As a pro pit crew advocate and someone who understands the ups and downs of pit road, it dissapoints me to hear a driver rip his pit crew like Kevin Harvick did after Darlington. We have written many articles about KH and his temperament towards his pit crews and its the same old thing. Understandably, he was upset at giving away a Southern 500 win and taking the dominant car out of contention. Everyone in the stands, his team, and pit road saw it. It was no secret, pit road killed his race. So the discussion at SHR now has to be how to fix it. If you ask KH, he would fire all of them and start over….but its not that easy. At this point in the season you have what you have. The #4 car has already been through two changes this year, front changer and jackman. The team still struggles to find consistency. Another issue on the #4 car seems to be equipment. Unless you work on the pit crew of the #4 or the athletic department at SHR, we don’t really know how much or what is failing. I think the one person who might understand how to rally the troops and make the best of what they have is their crew chief Rodney Childers.
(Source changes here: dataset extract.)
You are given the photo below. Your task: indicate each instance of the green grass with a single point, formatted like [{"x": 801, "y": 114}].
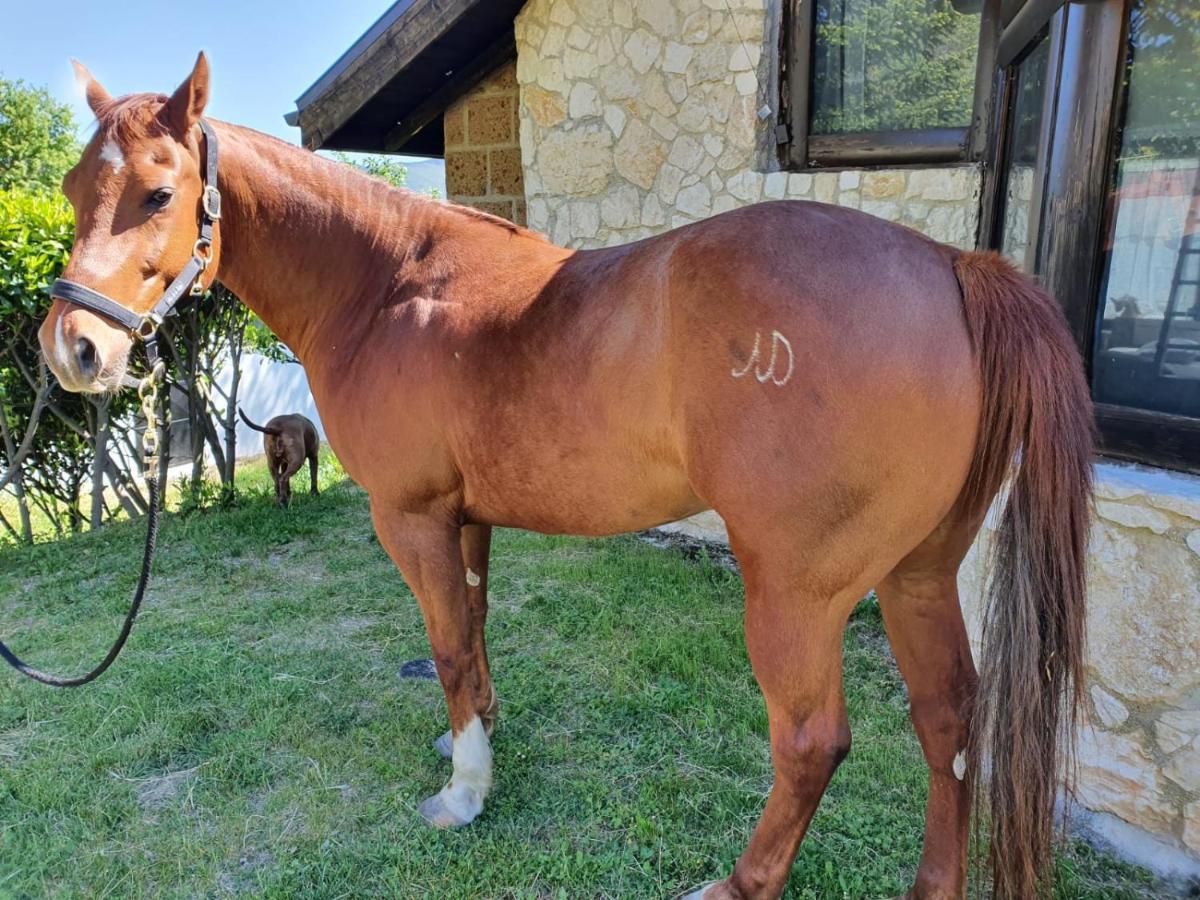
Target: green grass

“So, we did all that stuff right and we just had a part failure inside one of our pit guns, very unusual thing — it wasn’t the changer’s fault … But definitely some things that we’ve got to clean up before (the Chase opener at) Chicago and honestly, that department’s got to do a lot better job.”
“The guys have to forget about that one and move on. They did a good job of that at Bristol and came back tonight with like a 10.8 (seconds) or something like that after our first bad stop. They were doing a good job until that gun broke.”
Childers seems to understand that the best way to get through this is to stand behind your team. Everyone has a right to be frustrated and mad, but the way you handle it as a leader depicts what kind of leader you really are.
A great quote about sports is “Sports do not build character….they reveal it.” There was a lot of character revealed Sunday night.